Review of Cemetery Junction (2010) by Sam P — 13 Apr 2010
I found this film to be largely deplorable. Cheap, crass, mawkish, evokes the worst kind of sentimentalism. Much in the way Merchant and Gervais' sitcoms liberally sifted through the heart-of-darkness comedic bile of Larry David and Garry Shandling, only to heap a pile of emotional goo onto the proceedings so, too, does 'Cemetery Junction' steal from superior antecedents (most obviously the 'British New Wave' of the late 1950s and early 60s, and 'Rebel Without a Cause' which it ticks off by name - just in case we hadn't noticed) to justify its existence. Only this time the pair's gambit does not pay off: nixing the wit, expressionism and, crucially, anger of 'Saturday Night and Sunday Morning' and 'Billy Liar' - films which it may resemble in its immediate plot contrivances, but the similarities end there - in favour of an outrageously on-the-nose screenplay where characters exist less as compelling individuals in a compressed narrative than as convenient mouthpieces to verbalise the film's apparent 'message' of small-town suffocation.

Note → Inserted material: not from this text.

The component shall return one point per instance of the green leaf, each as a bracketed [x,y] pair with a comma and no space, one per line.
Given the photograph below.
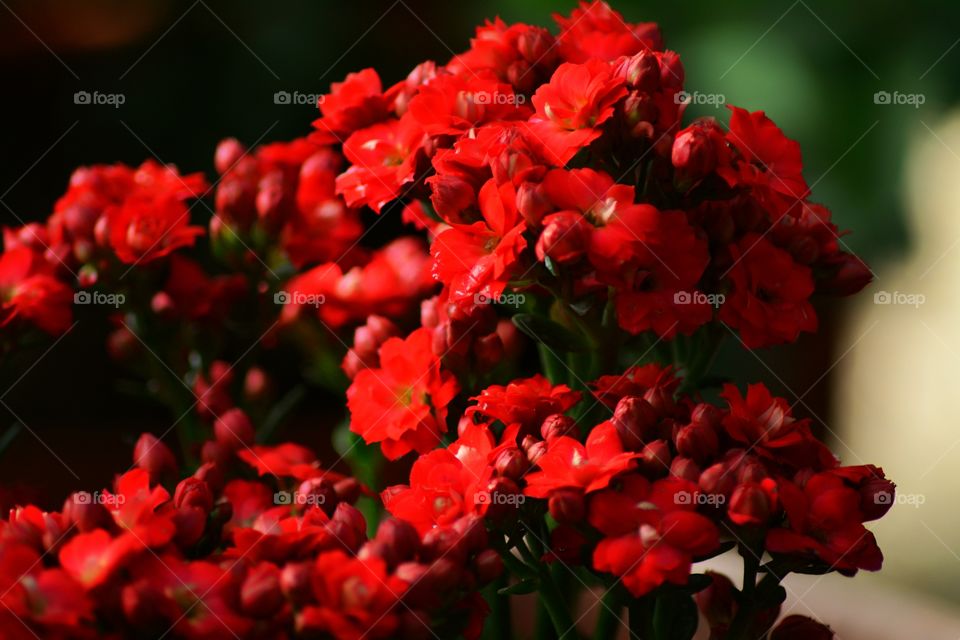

What we're left with is a film which, in striving to be affectionate towards recent British history, instead smothers it with a bathetic sensibility; amouting to a patronising and condescending view of the past that essentially amounts to 'Ooh, weren't it quaint back then?' with some 'hilarious' tomfoolery and added sex jokes. 'Mean Streets' was made in 1973, the year 'Cemetery Junction' was set. If you're after a compelling portrait of the frustrations of youth and masculinity, I'd suggest you start there.
This review of Cemetery Junction (2010) was written by Sam P on 13 Apr 2010.
Cemetery Junction has generally received positive reviews.